趙汸『春秋左氏伝補注』十巻

○両江総督採進本

元の趙汸の撰。汸は黄沢の学説を遵守し、春秋の解釈は左氏伝を根本とし、その注は杜預を宗旨とした。左氏伝に論及がない場合は、公羊と穀梁の二伝によって解釈を施し、杜預に論及のない場合は、陳傅良の『左伝章指』によって解釈を施した。本書は傅良の学説によって杜預の『左伝集解』を補ったものである。

本書の主旨はこうである。――杜預は左氏伝に偏り、傅良は穀梁伝に偏っている。もし陳氏の長所を用いて杜氏の短所を補い、公羊伝と穀梁伝の正しい部分を用いて左氏伝の不当な部分を正すなら、相互に欠点を補うことができるだろう。
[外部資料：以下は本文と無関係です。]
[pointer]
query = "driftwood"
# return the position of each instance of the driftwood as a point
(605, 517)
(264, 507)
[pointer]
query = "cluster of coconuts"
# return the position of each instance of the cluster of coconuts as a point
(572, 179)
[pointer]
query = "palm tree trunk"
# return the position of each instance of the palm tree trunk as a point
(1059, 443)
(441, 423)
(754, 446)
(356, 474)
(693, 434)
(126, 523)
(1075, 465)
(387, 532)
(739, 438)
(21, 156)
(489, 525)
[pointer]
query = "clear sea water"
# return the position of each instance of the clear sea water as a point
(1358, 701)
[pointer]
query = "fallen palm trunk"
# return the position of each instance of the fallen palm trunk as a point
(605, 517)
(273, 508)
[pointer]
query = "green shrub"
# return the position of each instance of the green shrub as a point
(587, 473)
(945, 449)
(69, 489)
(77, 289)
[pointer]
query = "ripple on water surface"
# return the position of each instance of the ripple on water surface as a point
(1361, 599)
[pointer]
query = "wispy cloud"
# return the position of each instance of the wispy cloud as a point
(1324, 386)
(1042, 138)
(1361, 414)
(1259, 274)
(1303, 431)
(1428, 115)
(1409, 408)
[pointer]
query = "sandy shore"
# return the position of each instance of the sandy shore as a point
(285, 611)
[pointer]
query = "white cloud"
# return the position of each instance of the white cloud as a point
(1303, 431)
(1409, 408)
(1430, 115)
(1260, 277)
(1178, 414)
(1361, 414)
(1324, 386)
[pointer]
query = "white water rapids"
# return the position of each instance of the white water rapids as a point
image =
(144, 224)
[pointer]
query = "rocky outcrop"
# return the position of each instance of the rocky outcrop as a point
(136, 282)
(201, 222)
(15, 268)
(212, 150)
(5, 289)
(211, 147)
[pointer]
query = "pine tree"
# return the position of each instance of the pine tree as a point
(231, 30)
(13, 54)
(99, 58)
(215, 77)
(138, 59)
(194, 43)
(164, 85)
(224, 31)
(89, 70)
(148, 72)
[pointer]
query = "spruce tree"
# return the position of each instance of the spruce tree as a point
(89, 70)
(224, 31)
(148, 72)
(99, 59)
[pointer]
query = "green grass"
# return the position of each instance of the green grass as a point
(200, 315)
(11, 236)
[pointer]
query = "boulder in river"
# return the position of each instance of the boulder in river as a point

かくすれば春秋の筆削と義例は貫徹し、伝文と注に対する弁別も善を尽くすことができるだろう。ならば杜氏の解釈の補正は左氏伝に対する功績に止まらない。聖人の言外の心もまた明白にすることができるだろう、と。これも春秋学者として公平な議論であろう。

また杜預の『釈例』は、孔穎達が疏に組み入れてからというもの、久しく単行本がなかった。『永楽大典』に掲載された部分も数少ない。ましてや陳傅良の『章指』はほとんど読むことのできぬものである。汸の本書には『釈例』と『章指』が収められ、多少なりともその梗概を残している。これもまた古き学問を研究する学者にとって勇み取るべきものであろう。